Cependant, avec le début du mandat britannique en Palestine en 1917 et du mandat français en Syrie en 1920, les identités nationales ont acquis une signification forte. Cela s’est traduit par des actions politiques, sociales, économiques et militaires contre les puissances impériales de l’époque qui agissaient comme si la région leur appartenait, la divisant de manière humiliante en morceaux de terre.
L’industrie cinématographique en Palestine, qui a connu en quelques années un déplacement massif de sa population, faisait partie des changements politiques, économiques et sociaux qui eurent lieu dans la région. Ce déplacement massif s’est traduit par une série de films traitant de l’injustice à l’égard du peuple palestinien et de sa vie avant la Nakba.
Le premier cinéma palestinien a été créé à Jérusalem en 1908. Connu sous le nom de " Oracle Cinématographe", il projetait des films le samedi et le dimanche soir. En 1912, un cinéma muet a été créé dans la ville, connu sous le nom de "Cinéma International", où les spectacles étaient organisés en fonction de la vente des billets. À l’époque, ces spectacles étaient surtout fréquentés par un public masculin issu de l’élite.
En 1927, une loi réglementant les cinémas a vu le jour en Palestine, qui établissait les conditions dans lesquelles les autorités du mandat britannique devaient contrôler le secteur. Le premier cinéaste palestinien a été Ibrahim Hassan Sarhan, qui a tourné un court métrage de 20 minutes sur la visite du roi saoudien Saud Bin Abdilaziz en Palestine en 1935. Parmi les autres Palestiniens éminents dans ce domaine, citons Ahmad Hilmi Alkilani, diplômé du Caire en 1945, et Muhammad Saleh Al-Kayali, qui, à son retour de ses études en Italie, a créé un studio de cinéma à Jaffa en 1940. Il a collaboré avec la Ligue des Nations arabes en 1945 pour produire un film sur la Palestine.

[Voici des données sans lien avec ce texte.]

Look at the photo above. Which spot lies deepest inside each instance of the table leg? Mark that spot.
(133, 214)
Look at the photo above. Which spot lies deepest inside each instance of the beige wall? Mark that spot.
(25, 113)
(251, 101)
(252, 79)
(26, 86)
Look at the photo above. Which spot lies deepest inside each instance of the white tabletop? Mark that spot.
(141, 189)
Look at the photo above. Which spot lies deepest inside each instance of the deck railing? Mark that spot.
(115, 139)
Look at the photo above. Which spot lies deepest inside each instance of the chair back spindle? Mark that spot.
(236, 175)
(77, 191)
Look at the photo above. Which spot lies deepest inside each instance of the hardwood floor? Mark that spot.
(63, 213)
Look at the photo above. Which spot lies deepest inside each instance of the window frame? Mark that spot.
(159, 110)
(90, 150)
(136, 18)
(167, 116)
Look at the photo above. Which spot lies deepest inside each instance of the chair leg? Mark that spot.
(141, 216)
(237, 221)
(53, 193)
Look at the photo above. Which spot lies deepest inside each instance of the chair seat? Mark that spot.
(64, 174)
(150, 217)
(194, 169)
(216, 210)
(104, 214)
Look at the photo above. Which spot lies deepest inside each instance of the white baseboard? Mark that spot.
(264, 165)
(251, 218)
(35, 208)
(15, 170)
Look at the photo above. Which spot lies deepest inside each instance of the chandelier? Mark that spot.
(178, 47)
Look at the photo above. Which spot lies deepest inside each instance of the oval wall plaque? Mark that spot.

Bien que le nombre de films palestiniens produits avant 1948 soit limité, le contenu de ces films est varié et fournit une documentation importante sur la vie avant la Nakba. Parmi ces films, citons Realized Dreams, Studio Palestine, Ahmad Hilmi Pasha et The Eid’s Night. En 1946, le cinéaste palestino-égyptien Salaheddin Bardakhan a produit le film A Night’s Dream qui a été projeté à Jérusalem, Jaffa, Amman et au Caire à l’époque.
L’impact de la Nakba sur l’industrie cinématographique en Palestine
Après la Nakba et la création de l’Organisation de libération de la Palestine (OLP) en 1965, davantage de films palestiniens ont vu le jour. Le premier film palestinien tourné sous la supervision de l’OLP est No to Peaceful Settlement en 1968. À l’époque, toutes les unités de production étaient liées aux factions, le mouvement Fatah, par exemple, ayant sa propre unité de production. L’unité Film Palestine, qui faisait partie du centre de recherche de l’OLP, a publié un court-métrage de 12 minutes sur l’occupation par Israël de la bande de Gaza en 1967 et son impact sur le peuple palestinien qui s’y trouvait. Les groupes palestiniens de gauche, tels que le FPLP et le FDLP, disposaient de leurs propres unités de production et produisaient à l’époque des films tels que The Path en 1973 par Rafiq Hajjar et Our Little Houses en 1974.
Une douzaine de films ont vu le jour, portant des titres tels que Pourquoi nous prenons les armes, Pourquoi nous plantons des fleurs et Palestine dans l’œil. Des producteurs arabes ont également contribué à l’industrie cinématographique palestinienne de l’époque ; par exemple, le producteur irakien Muhammed Tawfik qui a produit des dizaines de films tels que L’enfant et le jouet (1986), et le Syrien Muhammed Malas qui a produit Le rêve de la ville en 1983.
Avec la création de l’Autorité palestinienne (AP) en 1993, le département des médias et de la culture de l’OLP a été transformé en ministère palestinien de la culture. Compte tenu de ces contributions limitées, les "films de la révolution" palestinienne pourraient être considérés comme morts aujourd’hui, car les productions cinématographiques des factions palestiniennes extérieures à l’OLP sont différentes, dans leur approche et leur contenu, des productions du cinéma de la révolution palestinienne, y compris celles produites par les partis islamiques.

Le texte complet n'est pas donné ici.